Optimize BitArray APIs using Sse2 by EgorBo · Pull Request #33781 · dotnet/corefx

EgorBo · 2018-11-30T23:28:31Z

A graph for small values where there is a small perf regression:

^ the benchmark looks like this:

static void Main(string[] args)
{
    if (Environment.GetEnvironmentVariable("COMPlus_TieredCompilation") != "0")
        throw new Exception();
    BenchmarkRunner.Run<Program>();
}

[Benchmark(Baseline = true)]
[ArgumentsSource(nameof(Data))]
public BitArray Or(BitArray b1, BitArray b2, int length)
{
    return b1.Or(b2);
}

public IEnumerable<object[]> Data()
{
    for (int i = 1; i < 20; i++)
        yield return new object[] { GenerateBitArray(i, 2), GenerateBitArray(i, 3), i };
    yield return new object[] { GenerateBitArray(1000, 2), GenerateBitArray(1000, 3), 1000 };
}

static BitArray GenerateBitArray(int len, int d) => new BitArray(Enumerable.Range(0, len).Select(b => b % d).ToArray());

src/System.Collections/src/System/Collections/BitArray.cs

tannergooding · 2018-12-01T00:03:30Z

src/System.Collections/src/System/Collections/BitArray.cs


-            for (int i = 0; i < m_array.Length; i++)
+            int i = 0;
+            if (Sse2.IsSupported && m_array.Length >= 4)

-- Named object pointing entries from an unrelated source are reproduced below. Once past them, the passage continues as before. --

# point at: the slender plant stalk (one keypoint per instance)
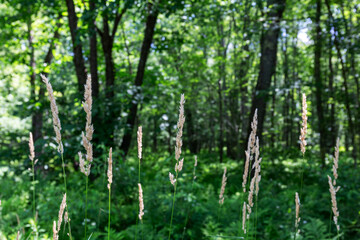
(86, 200)
(64, 173)
(137, 219)
(33, 183)
(330, 220)
(189, 206)
(256, 203)
(302, 175)
(139, 142)
(172, 210)
(179, 163)
(109, 212)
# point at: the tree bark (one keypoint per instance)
(144, 53)
(269, 42)
(78, 58)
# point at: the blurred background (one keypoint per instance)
(229, 57)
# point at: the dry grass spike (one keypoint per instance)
(222, 190)
(55, 114)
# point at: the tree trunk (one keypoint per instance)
(144, 53)
(78, 58)
(269, 42)
(319, 84)
(352, 128)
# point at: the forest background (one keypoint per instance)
(229, 57)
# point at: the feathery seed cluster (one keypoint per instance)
(297, 210)
(332, 186)
(250, 150)
(303, 130)
(178, 145)
(109, 173)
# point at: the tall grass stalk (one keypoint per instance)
(222, 191)
(173, 205)
(179, 163)
(189, 206)
(86, 202)
(139, 141)
(33, 162)
(303, 143)
(251, 148)
(109, 174)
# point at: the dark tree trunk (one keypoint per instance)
(107, 41)
(269, 42)
(78, 59)
(144, 53)
(352, 127)
(319, 84)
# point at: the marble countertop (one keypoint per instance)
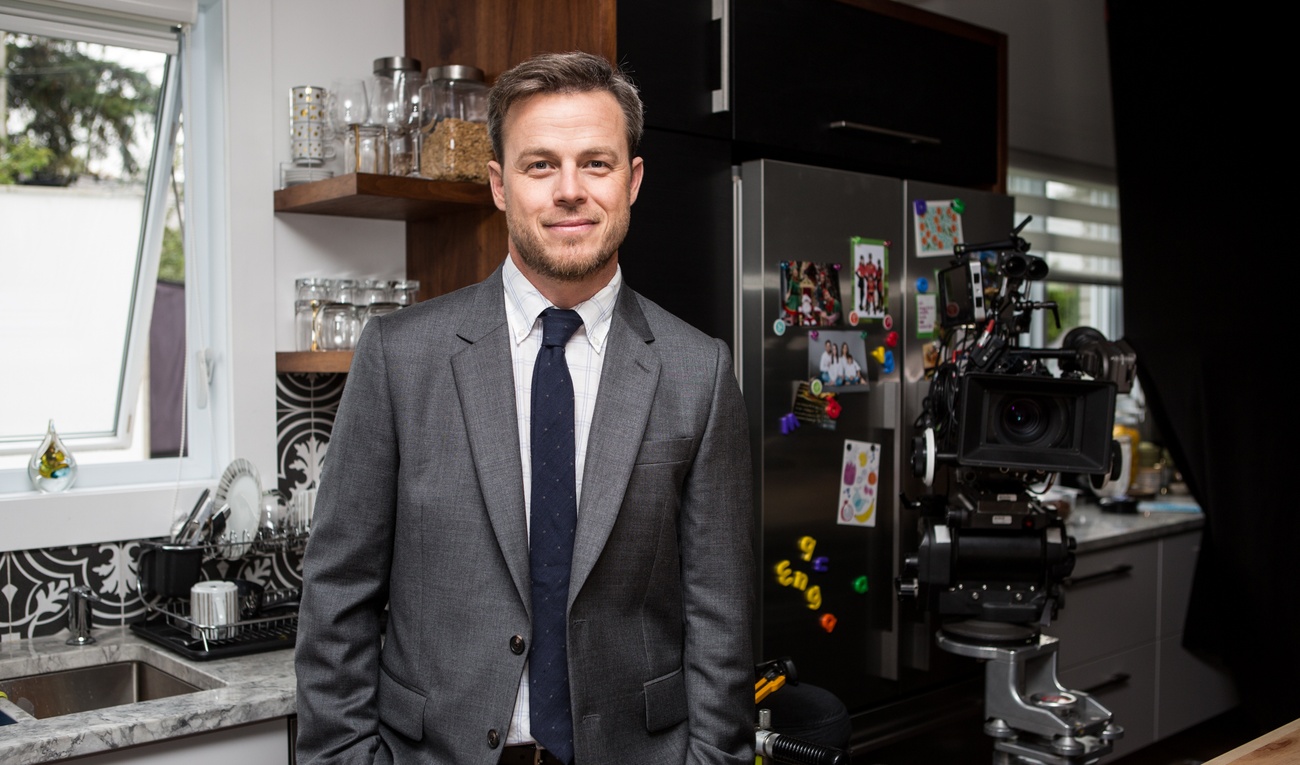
(239, 690)
(261, 686)
(1096, 530)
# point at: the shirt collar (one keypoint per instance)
(524, 305)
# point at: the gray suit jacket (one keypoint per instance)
(421, 509)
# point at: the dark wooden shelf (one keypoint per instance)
(313, 361)
(382, 197)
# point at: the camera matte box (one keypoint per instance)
(1077, 419)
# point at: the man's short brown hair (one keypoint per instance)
(563, 73)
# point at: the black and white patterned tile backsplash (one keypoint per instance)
(34, 584)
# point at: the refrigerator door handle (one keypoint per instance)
(722, 96)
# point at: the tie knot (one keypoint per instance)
(558, 325)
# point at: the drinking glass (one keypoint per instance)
(395, 104)
(349, 104)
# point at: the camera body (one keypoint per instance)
(997, 427)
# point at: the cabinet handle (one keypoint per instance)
(1116, 679)
(722, 96)
(908, 137)
(1121, 570)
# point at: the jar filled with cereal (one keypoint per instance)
(455, 145)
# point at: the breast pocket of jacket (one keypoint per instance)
(666, 450)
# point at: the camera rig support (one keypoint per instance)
(997, 426)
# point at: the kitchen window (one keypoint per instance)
(109, 311)
(1075, 229)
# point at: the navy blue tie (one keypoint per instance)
(554, 518)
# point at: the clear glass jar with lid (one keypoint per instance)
(454, 107)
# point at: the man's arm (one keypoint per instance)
(346, 571)
(718, 570)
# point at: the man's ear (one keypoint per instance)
(637, 171)
(498, 187)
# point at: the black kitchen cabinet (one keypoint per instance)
(861, 86)
(680, 249)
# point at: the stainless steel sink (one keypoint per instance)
(92, 687)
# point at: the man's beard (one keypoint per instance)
(560, 263)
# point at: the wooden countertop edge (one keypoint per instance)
(1278, 747)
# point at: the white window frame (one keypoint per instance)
(1044, 242)
(141, 500)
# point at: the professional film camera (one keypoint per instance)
(996, 429)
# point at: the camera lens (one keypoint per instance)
(1022, 420)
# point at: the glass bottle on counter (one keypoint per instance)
(454, 120)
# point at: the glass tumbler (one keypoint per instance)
(372, 290)
(367, 150)
(403, 293)
(336, 327)
(304, 324)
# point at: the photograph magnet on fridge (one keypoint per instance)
(870, 277)
(810, 294)
(839, 359)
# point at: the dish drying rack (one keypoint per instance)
(169, 623)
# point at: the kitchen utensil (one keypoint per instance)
(250, 597)
(168, 570)
(198, 505)
(241, 489)
(215, 609)
(216, 526)
(199, 521)
(272, 514)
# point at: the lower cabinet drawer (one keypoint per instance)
(1109, 604)
(1191, 688)
(1125, 684)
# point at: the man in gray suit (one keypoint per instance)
(424, 502)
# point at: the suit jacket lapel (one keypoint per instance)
(485, 384)
(628, 379)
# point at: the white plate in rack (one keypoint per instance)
(241, 488)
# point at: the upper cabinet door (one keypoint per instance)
(858, 85)
(679, 57)
(884, 94)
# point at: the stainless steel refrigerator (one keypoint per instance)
(832, 454)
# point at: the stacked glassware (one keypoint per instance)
(329, 314)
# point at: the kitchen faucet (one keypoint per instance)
(78, 614)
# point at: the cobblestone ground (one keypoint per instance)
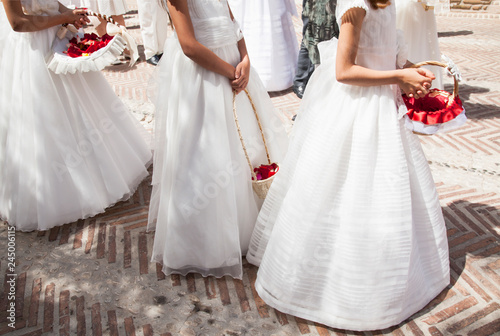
(94, 277)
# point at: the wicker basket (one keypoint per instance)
(260, 187)
(445, 109)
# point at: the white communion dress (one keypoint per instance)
(203, 207)
(417, 20)
(351, 234)
(69, 148)
(270, 38)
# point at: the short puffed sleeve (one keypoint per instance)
(344, 5)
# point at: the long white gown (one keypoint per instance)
(69, 148)
(270, 38)
(351, 234)
(202, 206)
(419, 27)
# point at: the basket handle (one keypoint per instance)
(241, 137)
(443, 65)
(104, 17)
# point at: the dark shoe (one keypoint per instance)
(154, 60)
(299, 90)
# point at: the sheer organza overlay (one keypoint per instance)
(68, 146)
(203, 207)
(351, 233)
(420, 32)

Do we have any metrics for the average length of a BitArray?

I tried to gain some insights here that might be relevant: #33367 (comment)

ahsonkhan · 2018-12-01T01:37:56Z

the benchmark looks like this

What is the break-even point?
Length = 3 regresses a bit, and Length = 9+ improves (at what length do they cross). What about Length 1,2? How bad is the regression for those?

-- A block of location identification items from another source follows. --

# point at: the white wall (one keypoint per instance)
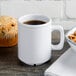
(62, 12)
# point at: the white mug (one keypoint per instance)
(34, 41)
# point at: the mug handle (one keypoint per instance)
(61, 30)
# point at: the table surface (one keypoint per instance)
(11, 66)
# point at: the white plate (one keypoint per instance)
(64, 66)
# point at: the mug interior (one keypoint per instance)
(33, 17)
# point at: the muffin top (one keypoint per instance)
(8, 27)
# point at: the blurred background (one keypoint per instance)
(62, 12)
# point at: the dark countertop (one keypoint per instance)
(11, 66)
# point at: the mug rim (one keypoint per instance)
(19, 20)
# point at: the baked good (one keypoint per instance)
(73, 37)
(8, 31)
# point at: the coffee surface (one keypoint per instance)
(34, 22)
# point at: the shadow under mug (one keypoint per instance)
(35, 41)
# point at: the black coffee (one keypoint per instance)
(34, 22)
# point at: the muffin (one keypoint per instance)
(8, 31)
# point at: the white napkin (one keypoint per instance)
(64, 66)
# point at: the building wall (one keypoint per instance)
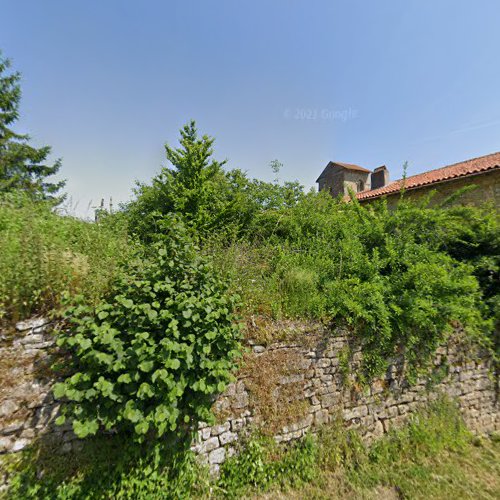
(338, 181)
(488, 190)
(351, 179)
(285, 389)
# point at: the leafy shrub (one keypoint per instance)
(396, 277)
(44, 255)
(151, 356)
(197, 189)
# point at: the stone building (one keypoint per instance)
(483, 173)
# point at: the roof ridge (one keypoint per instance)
(448, 166)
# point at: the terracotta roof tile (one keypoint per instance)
(351, 166)
(462, 169)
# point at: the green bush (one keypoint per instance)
(44, 255)
(400, 278)
(152, 355)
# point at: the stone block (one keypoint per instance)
(219, 429)
(228, 437)
(217, 456)
(20, 444)
(209, 445)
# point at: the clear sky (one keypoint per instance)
(106, 83)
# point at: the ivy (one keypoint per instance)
(150, 357)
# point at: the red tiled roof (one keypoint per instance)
(462, 169)
(348, 166)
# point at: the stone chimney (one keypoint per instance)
(379, 177)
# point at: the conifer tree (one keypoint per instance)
(22, 166)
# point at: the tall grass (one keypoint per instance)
(44, 255)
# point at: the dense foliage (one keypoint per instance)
(400, 278)
(44, 255)
(22, 166)
(151, 356)
(207, 197)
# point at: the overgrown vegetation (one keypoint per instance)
(44, 256)
(433, 456)
(150, 299)
(151, 356)
(22, 166)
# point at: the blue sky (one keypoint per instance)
(107, 83)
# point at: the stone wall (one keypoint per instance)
(27, 407)
(285, 389)
(488, 190)
(316, 383)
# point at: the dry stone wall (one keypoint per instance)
(27, 407)
(285, 389)
(317, 383)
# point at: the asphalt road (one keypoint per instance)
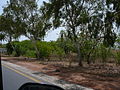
(13, 80)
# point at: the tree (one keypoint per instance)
(81, 18)
(25, 14)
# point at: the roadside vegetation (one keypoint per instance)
(90, 34)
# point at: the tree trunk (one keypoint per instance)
(36, 49)
(79, 55)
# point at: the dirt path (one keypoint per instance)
(98, 77)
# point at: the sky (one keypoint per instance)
(51, 36)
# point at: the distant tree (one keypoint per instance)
(80, 18)
(27, 20)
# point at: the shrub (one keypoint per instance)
(117, 58)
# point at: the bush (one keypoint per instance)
(117, 58)
(30, 54)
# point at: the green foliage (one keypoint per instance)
(9, 48)
(104, 53)
(44, 49)
(30, 53)
(117, 57)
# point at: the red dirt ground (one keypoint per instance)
(98, 77)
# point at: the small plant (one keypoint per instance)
(117, 58)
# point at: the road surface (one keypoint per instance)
(13, 80)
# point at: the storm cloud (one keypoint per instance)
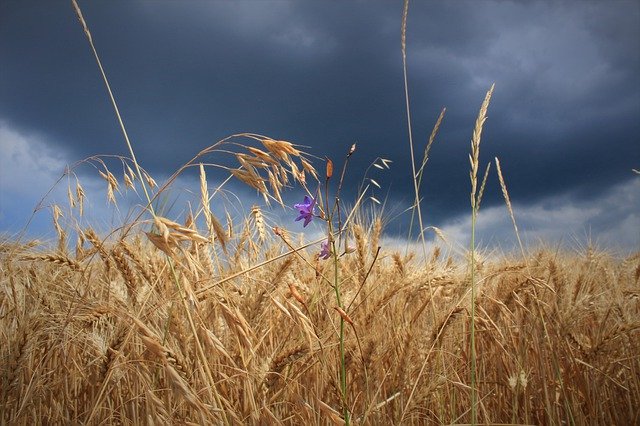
(564, 119)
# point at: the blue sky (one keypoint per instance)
(564, 119)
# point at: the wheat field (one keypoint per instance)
(109, 335)
(213, 318)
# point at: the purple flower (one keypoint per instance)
(325, 253)
(306, 209)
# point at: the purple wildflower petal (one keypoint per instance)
(325, 251)
(306, 210)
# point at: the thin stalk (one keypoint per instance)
(336, 287)
(113, 103)
(474, 393)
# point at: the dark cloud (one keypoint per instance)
(564, 117)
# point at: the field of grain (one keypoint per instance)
(121, 332)
(220, 319)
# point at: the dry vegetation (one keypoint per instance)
(105, 335)
(211, 322)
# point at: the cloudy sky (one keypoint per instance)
(564, 119)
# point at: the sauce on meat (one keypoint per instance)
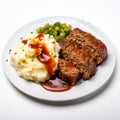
(56, 85)
(43, 55)
(24, 42)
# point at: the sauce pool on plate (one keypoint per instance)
(56, 85)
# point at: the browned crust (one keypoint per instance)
(96, 48)
(78, 57)
(68, 72)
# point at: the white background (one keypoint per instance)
(105, 14)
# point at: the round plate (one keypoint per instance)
(84, 89)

Also, is that bit length or byte length or backing integer array length?

Edit: It's integer length.

src/System.Collections/src/System/Collections/BitArray.cs

EgorBo · 2018-12-01T01:39:05Z

@ahsonkhan updated the results for all small values ^

ahsonkhan · 2018-12-01T01:42:30Z

updated the results for all small values ^

Hmm. So 8 integers is the break-even, i.e. 256 bits. In some places 1-4 ints was common. If the break-even was something like 3 or 4, I think the trade-off would have made more sense. Here, I am not too sure. But the gains above 8 are tempting.

On the other hand, 30-50% regression for small lengths is quite significant. The regression for lengths between 4-8 is tolerable.

We made the trade-off here because the regression was small (and the break-even point was 4 ints): #33367 (comment)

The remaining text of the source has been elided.